Offshore Bonds are similar to UK onshore bonds and are generally issued by subsidiaries of well-known UK life offices in countries such as the Isle of Man and Ireland, with the main differences being the tax treatment of the monies.

Offshore bonds generally offer a wider range of investments, which can be useful for seeking highly specialised funds, and can also be useful in mitigating Inheritance Tax liabilities.

Some territories apply favourable tax treatment for overseas investors, with the country concerned generally imposing little or no tax on the income and gains of the underlying life fund, thus allowing what is often called a gross roll-up.

This means that additional growth can be gained on the untaxed income, which is compounded until final encashment. In contrast UK onshore bond life funds currently suffer tax at 20%.

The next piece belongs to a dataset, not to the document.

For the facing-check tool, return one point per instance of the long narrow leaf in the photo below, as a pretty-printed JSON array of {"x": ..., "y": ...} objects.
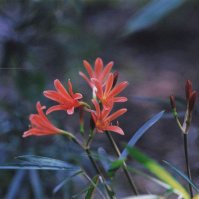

However, for UK income tax purposes, when the bond is ultimately realised for cash, or where withdrawals in excess of the 5% allowance are taken, UK policyholders are liable to UK income tax. For example, with a UK based investment bond, higher rate taxpayers are liable to a 20% tax charge on the net return or excess withdrawal, whereas with an offshore fund the charge is 40% of the gross return or excess withdrawal.

The tax treatment stated may differ depending on the status of the offshore bond fund chosen.

Some investment income received by an offshore fund may be received after deduction of non-reclaimable withholding tax, thus reducing the effect of gross roll-up. In addition, there would be no credit for this in the chargeable gain, leading to possible double taxation.

Within a UK Investment Bond, management expenses may be deductible from the fund’s income for tax purposes. An offshore fund has no tax from which to deduct management expenses and so deducts them from income generated, thus reducing the effect of gross roll-up.

The taxation of the investment can be briefly summarised as follows:-

The proceeds of the bond are payable free of any liability to Capital Gains Tax, however a charge to Income Tax can arise :-

- on total encashment of the bond
- on assignment of the bond for money or money’s worth
- if partial encashments in any year exceed 5% of the amount invested
- if the cumulative total of partial encashments exceeds 100% of the amount invested
- on the payment of death benefits.

If one of these chargeable events occur whilst you are alive (and resident in the UK for Income Tax purposes), any gain or excess is deemed to form part of your income for the tax year in which the chargeable event occurs. The liability to income tax will be at your highest rate.